Bool vs int32 mask — both dtypes are accepted and produce identical outputs.

__init__()

Basic configuration for any VL3D test.

Parameters:: name (str) – Test name

run()

Run the test.

Returns:: True if test is successfully passed, False otherwise.
Return type:: bool

subtest_vanilla_bn_parity(): Without a mask the layer matches the stock Keras BatchNormalization. Tolerance keeps a generous margin because the two implementations use slightly different variance estimators (we use population variance; Keras BN also uses population variance — they should match bit-exact-or-close).

subtest_all_true_mask_parity(): Mask of all True == no mask: outputs must be identical.

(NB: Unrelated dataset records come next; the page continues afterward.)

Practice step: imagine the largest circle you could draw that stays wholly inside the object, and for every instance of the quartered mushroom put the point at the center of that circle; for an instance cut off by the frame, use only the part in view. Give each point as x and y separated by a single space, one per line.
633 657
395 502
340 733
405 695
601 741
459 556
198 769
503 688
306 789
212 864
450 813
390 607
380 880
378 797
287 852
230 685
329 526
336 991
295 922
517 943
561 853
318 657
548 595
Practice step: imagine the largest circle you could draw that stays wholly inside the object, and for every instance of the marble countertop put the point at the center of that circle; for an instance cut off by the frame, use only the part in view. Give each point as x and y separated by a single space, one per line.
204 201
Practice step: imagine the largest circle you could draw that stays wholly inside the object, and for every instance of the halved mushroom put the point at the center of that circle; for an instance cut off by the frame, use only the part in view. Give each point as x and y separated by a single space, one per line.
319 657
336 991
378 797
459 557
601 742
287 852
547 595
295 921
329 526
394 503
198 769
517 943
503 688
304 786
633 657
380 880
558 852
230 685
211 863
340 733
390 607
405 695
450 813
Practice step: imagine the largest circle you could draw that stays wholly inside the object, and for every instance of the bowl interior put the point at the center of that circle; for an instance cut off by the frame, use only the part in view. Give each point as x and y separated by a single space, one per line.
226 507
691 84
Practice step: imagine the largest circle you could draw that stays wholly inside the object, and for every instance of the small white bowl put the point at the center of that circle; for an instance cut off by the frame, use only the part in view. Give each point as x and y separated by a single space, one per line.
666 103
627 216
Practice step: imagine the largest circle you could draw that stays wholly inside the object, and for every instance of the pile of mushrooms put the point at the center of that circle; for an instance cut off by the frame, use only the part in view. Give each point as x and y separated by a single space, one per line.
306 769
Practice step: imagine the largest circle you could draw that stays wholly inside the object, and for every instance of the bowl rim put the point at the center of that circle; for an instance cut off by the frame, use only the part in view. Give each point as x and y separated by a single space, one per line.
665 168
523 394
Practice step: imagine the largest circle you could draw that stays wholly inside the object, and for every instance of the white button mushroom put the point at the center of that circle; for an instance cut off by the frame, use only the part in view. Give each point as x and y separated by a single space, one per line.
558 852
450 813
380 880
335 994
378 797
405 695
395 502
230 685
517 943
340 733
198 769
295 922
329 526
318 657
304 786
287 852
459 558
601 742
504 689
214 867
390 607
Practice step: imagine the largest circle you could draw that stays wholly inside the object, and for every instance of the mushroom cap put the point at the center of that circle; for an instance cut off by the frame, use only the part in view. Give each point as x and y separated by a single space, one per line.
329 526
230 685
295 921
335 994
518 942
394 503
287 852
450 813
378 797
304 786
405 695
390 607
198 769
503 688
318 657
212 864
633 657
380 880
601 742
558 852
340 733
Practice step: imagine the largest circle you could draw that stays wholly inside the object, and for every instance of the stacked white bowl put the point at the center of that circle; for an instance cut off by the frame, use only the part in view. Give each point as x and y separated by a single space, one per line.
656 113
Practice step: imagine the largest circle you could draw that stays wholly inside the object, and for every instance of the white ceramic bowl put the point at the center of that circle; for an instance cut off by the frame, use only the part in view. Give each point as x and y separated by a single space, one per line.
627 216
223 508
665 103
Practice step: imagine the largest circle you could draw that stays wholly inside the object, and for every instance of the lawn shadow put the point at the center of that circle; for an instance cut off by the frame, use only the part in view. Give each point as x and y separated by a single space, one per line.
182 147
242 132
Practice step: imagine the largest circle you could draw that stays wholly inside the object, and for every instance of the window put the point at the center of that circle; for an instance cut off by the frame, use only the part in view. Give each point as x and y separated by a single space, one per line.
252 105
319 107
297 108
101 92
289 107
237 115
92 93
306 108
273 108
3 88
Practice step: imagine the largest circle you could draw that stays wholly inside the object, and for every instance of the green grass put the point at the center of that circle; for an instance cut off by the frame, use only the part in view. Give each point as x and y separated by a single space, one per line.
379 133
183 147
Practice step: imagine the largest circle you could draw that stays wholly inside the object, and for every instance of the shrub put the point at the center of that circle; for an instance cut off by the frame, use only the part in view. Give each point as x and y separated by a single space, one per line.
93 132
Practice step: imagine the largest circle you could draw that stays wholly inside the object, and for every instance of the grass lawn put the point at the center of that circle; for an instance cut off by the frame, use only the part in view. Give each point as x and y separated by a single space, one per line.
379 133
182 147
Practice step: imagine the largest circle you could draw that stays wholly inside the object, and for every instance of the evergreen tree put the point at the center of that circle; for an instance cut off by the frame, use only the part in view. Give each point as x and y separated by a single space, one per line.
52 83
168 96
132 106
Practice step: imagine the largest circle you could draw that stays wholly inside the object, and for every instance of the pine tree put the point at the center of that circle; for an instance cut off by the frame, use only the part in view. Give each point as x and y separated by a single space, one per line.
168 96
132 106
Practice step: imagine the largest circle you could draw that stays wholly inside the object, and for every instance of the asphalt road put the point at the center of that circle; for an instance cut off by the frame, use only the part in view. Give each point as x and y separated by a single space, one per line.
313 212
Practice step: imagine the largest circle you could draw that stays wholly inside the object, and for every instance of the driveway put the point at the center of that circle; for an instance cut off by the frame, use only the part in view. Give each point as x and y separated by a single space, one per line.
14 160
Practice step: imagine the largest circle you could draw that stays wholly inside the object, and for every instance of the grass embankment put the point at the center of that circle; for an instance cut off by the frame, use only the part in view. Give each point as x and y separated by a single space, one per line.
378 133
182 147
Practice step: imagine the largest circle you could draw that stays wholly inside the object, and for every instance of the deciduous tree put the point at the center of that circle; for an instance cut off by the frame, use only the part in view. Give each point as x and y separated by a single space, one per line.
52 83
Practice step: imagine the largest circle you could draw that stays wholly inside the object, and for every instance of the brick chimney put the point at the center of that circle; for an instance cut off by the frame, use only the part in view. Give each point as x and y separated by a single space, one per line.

subtest_half_mask(): Half the rows are padding. The masked stats must equal the stats over the real half; the real rows’ outputs must equal what they would have received standalone.

subtest_single_real_cell(): With one real row the batch mean is that row and the batch variance is exactly zero.

subtest_heterogeneous_real_distribution(): Real rows drawn from N(mu, sigma^2) plus many padded zeros. The layer must recover mu and sigma^2 in the running stats (with momentum=0 they are set in a single call). Without masking, the running stats would be biased toward zero by the padding ratio.

subtest_padded_rows_finite(): Even though padded rows are masked out of the statistics, the layer normalizes every row with the masked stats so the output is dense. All output rows must be finite real numbers (no NaN, no Inf).

subtest_running_stats_ema(): With non-zero momentum the running stats converge to the masked stats following the documented EMA rule.

subtest_eval_uses_running(): Inference (training=False) must not update the running stats and must use them in the normalization.

subtest_empty_mask(): All rows padded. The layer must (a) not crash, (b) keep the running stats unchanged (defensive fallback), (c) return a finite tensor of the right shape.

subtest_numerical_huge(): Large magnitudes must not overflow.

subtest_numerical_tiny(): Near-zero inputs must not underflow / divide by zero. epsilon covers this.

subtest_center_scale_toggles(): Disabling center / scale removes the corresponding trainable weight and skips the affine application.

subtest_serialization_roundtrip(): get_config / from_config must round-trip every configurable knob.

subtest_gradient_flow(): Gradient w.r.t. gamma / beta must be non-zero on a training forward pass with real rows present. Padded rows must not contribute to gamma / beta gradients (because they were excluded from the masked stats computation).

subtest_bool_vs_int_mask(): The mask must accept bool or int32; results must be identical.

subtest_fp16_input_mixed_precision()

Mixed-precision contract: when the input arrives as float16 (the upstream layers ran under mixed_float16), the layer must:

Compute moments in float32 (so the variance reduction does not overflow / lose precision).
Update the moving_stats weight in float32 (the running stats stay precise across many batches).
Return an output tensor in the input’s dtype (float16) so downstream ops see the expected dtype.

Production-ready mixed-precision support hinges on this contract — without it the variance reduction silently collapses to 0 under mixed_float16 and downstream normalisation produces NaN or wildly miscalibrated outputs.

subtest_bf16_input_mixed_precision()

bfloat16 mixed-precision coverage.

bf16 has fp32’s exponent range (no overflow risk) but only a 7-bit mantissa — so the precision failure mode in (x - mean)**2 is the binding concern. Mirror the fp16 subtest’s contract:

Moments computed in fp32.
moving_stats stays fp32 with finite values.
Output dtype matches the input (bf16).

Gated by a try/except around the policy/dtype construction so the subtest auto-skips on hardware where bf16 is unavailable in the local TF build.